La moglie, secondo quanto accertato, risiedeva in una casa in affitto pagando un canone mensile di €400,00, superiore al suo reddito da lavoro. La sua situazione economica era ulteriormente supportata da aiuti pubblici regolari dalla regione di residenza dal 2010, oltre che da contributi finanziari costanti provenienti dalla madre e dalle figlie. Prima del trasferimento, aveva lavorato stagionalmente, beneficiando dell’indennità di disoccupazione nei periodi di inattività lavorativa. Nel frattempo, il marito, che condivideva la sua pensione mensile di circa €1.200,00 con una nuova compagna disoccupata, possedeva insieme alla moglie, in comunione indivisa, la casa coniugale di un tempo.

Va notato che, nonostante le evidenze a suo favore, la moglie non aveva fornito chiarimenti sulla richiesta o l’ottenimento del reddito di cittadinanza, rimanendo tale aspetto incontestato nel corso del procedimento. Questo elemento aggiungeva un’ulteriore dimensione di complessità alla situazione, sollevando interrogativi sulla sua scelta o possibile idoneità a beneficiare di tale forma di sostegno economico.

La decisione del Tribunale

Il tribunale ha preso una decisione chiara e dettagliata riguardo alla richiesta di assegno divorzile avanzata dalle parti coinvolte. In base a un precedente pronunciamento delle Sezioni Unite della Corte di Cassazione (n. 18287/18), il tribunale ha analizzato attentamente diversi criteri per valutare il diritto all’assegno di divorzio.

Prima di tutto, è stato evidenziato che i coniugi si erano separati consensualmente nel 2001, stabilendo in un verbale omologato che nessuno dei due aveva obblighi di mantenimento nei confronti dell’altro, essendo entrambi economicamente autosufficienti. La moglie, secondo le prove presentate, possiede un immobile, percepisce un reddito da lavoro e riceve sia aiuti pubblici che privati. Inoltre, la sua capacità lavorativa è stata riconosciuta come significativa dal tribunale. Nonostante la moglie non abbia contestato il possesso dei requisiti per accedere al reddito di cittadinanza, non ha fornito chiarimenti sulla sua richiesta o ottenimento di tale beneficio.

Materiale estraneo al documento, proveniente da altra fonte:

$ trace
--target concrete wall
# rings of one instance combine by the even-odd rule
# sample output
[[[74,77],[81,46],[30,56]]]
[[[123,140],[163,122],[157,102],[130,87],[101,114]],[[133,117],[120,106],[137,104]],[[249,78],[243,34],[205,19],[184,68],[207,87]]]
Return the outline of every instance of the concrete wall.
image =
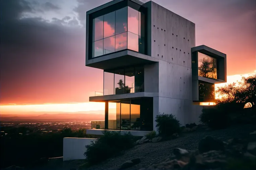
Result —
[[[85,145],[90,144],[95,139],[64,138],[63,139],[63,161],[84,159]]]
[[[193,105],[192,101],[191,48],[195,45],[195,24],[154,2],[144,6],[150,8],[149,49],[151,56],[159,60],[155,64],[159,68],[158,78],[150,73],[154,79],[150,82],[156,84],[158,81],[159,87],[158,96],[153,98],[154,118],[159,113],[172,113],[182,125],[198,123],[202,107]],[[148,67],[145,71],[155,73],[154,69]],[[146,76],[145,89],[152,85],[146,85],[149,81]]]

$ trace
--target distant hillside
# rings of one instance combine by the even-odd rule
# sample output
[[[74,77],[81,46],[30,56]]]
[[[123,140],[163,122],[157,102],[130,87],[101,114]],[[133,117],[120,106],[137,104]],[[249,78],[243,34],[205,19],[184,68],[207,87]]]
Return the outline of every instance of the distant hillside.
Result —
[[[102,114],[94,113],[93,111],[76,112],[74,113],[61,112],[45,113],[40,112],[41,114],[33,115],[27,115],[0,114],[1,122],[28,122],[38,121],[90,121],[93,120],[103,120],[105,115]],[[43,114],[42,114],[43,113]]]

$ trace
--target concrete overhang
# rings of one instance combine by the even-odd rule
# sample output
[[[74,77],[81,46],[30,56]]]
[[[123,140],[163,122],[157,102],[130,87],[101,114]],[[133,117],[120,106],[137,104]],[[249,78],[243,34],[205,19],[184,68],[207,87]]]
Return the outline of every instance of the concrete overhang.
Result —
[[[191,54],[195,60],[192,64],[192,79],[193,80],[201,80],[213,84],[222,83],[227,82],[227,55],[226,54],[213,49],[202,45],[191,48]],[[198,54],[199,52],[216,59],[217,61],[217,79],[208,78],[198,76]]]
[[[128,99],[141,97],[150,97],[157,96],[158,96],[158,93],[138,92],[132,93],[89,97],[89,101],[104,102],[109,101],[114,101],[124,99]]]
[[[103,70],[108,70],[117,67],[122,68],[158,61],[159,60],[155,58],[127,50],[86,60],[85,66]]]
[[[93,9],[91,9],[90,10],[89,10],[87,11],[86,12],[86,15],[89,15],[90,14],[92,14],[97,11],[102,10],[103,9],[109,7],[110,6],[111,6],[111,5],[115,5],[119,2],[120,2],[122,1],[123,1],[126,0],[127,1],[127,0],[114,0],[113,1],[112,1],[109,2],[108,2],[106,4],[102,5],[101,5],[100,6],[99,6],[98,7],[95,8]],[[143,2],[140,1],[139,1],[138,0],[128,0],[135,2],[141,5],[144,4],[144,3],[143,3]]]
[[[227,57],[226,54],[204,45],[195,47],[191,48],[192,53],[196,51],[202,53],[217,59],[221,58],[226,59]]]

Il tribunale ha sottolineato che la moglie è in condizione di ottenere benefici pubblici in misura superiore rispetto al reddito percepito e a quest’ultimo maggiorato dall’assegno di divorzio richiesto. Pertanto, ha concluso che il reddito attualmente percepito e quello effettivamente percepibile, considerando vari fattori come la proprietà dell’immobile e i benefici pubblici, non giustificano la corresponsione di alcuna somma a titolo assistenziale, perequativo o compensativo.

Inoltre, il tribunale ha ricordato che l’assegno divorzile, secondo l’attuale orientamento delle Sezioni Unite della Corte di Cassazione, ha natura assistenziale, compensativa e perequativa. Per essere riconosciuto, è necessario accertare l’inadeguatezza dei mezzi economici del richiedente e l’impossibilità di procurarseli per ragioni obiettive. In particolare, il diritto all’assegno divorzile viene meno laddove il reddito percepito, o percepibile, sia congruo.

La valutazione delle capacità reddituali del richiedente deve considerare ogni tipo di reddito disponibile, compresi gli aiuti da parte di familiari e altre circostanze rilevanti. Il tribunale ha chiarito che il reddito di cittadinanza rientra tra i redditi congrui, in quanto può essere utilizzato per soddisfare necessità essenziali e costituisce una utilità suscettibile di valutazione economica.

In conclusione, la sentenza ha stabilito che il diritto della moglie a percepire il reddito di cittadinanza incide sul suo diritto a ricevere l’assegno divorzile, facendolo venir meno. La decisione del tribunale riflette un approccio attento alla valutazione economica delle parti coinvolte e alle nuove dinamiche introdotte dalla normativa sul reddito di cittadinanza.